El conocimiento que tenemos de Cancho Roano se debe en gran medida al excepcional estado de conservación en que ha llegado hasta nosotros. El edificio sufrió un incendio ritual en el último momento y fue clausurado mediante el tapiado de sus puertas y ventanas, dejando en su interior todos los objetos que contenía en ese momento, recuperando sus moradores tan sólo los sacra o elementos de culto fundamentales para continuar ese culto en otro lugar, el edificio fue además desmontado en sus esquinas para facilitar el echado de tierras que lo haría imperceptible; el tiempo se encargó de esconderlo definitivamente mediante las deposiciones naturales y la vegetación.

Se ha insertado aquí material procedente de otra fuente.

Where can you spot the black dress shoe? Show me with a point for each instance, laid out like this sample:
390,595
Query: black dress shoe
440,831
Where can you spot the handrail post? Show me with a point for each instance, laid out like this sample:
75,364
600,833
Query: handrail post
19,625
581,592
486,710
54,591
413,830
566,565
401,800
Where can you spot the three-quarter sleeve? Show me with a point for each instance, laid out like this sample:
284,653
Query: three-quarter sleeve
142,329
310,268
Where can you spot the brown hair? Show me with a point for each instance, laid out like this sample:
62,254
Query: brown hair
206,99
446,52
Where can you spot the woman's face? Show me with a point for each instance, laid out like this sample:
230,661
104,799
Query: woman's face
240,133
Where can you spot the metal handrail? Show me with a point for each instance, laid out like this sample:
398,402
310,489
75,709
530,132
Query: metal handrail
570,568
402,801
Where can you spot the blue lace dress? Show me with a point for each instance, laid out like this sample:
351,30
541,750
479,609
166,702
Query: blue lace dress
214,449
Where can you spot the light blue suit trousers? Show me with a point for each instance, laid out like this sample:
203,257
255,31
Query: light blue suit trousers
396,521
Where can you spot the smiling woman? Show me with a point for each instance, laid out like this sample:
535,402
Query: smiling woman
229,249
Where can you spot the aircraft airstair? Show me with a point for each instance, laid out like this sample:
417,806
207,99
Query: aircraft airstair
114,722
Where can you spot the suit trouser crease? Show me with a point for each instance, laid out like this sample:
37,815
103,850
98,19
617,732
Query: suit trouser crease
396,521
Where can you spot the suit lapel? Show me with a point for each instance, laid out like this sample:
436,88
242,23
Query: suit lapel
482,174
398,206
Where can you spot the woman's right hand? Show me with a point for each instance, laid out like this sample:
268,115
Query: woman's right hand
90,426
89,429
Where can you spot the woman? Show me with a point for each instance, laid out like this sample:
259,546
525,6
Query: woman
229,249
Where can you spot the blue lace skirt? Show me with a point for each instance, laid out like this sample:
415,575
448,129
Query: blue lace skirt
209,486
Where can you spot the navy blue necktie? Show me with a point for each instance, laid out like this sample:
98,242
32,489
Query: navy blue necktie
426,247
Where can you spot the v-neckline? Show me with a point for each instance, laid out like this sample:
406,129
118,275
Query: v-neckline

Cancho Roano se ha definido como un centro comercial de carácter religioso donde los mercaderes extranjeros e indígenas buscarían una sanción religiosa a sus intercambios comerciales. Pero además no se puede olvidar su carácter puramente religioso, pues el hallazgo de un gran número de molinos de grano, de telares o de vasos rituales parece evidenciar la existencia de rituales religiosos, tal vez relacionados con las cosechas o la fertilidad de la tierra, que congregarían a un buen número de personas en el entorno del monumento, sino es difícil explicar la enorme cantidad de elementos recuperados, cuando el interior no tiene capacidad para albergar a más de tres o cuatro personajes.

El descubrimiento de los dos edificios más antiguos cuyas plantas no difieren mucho de la expuesta, así como la existencia de sendos altares bajo el pilar del último santuario, marca aún más su significado religioso y avalan el interés de este lugar desde épocas muy anteriores a la del santuario actual.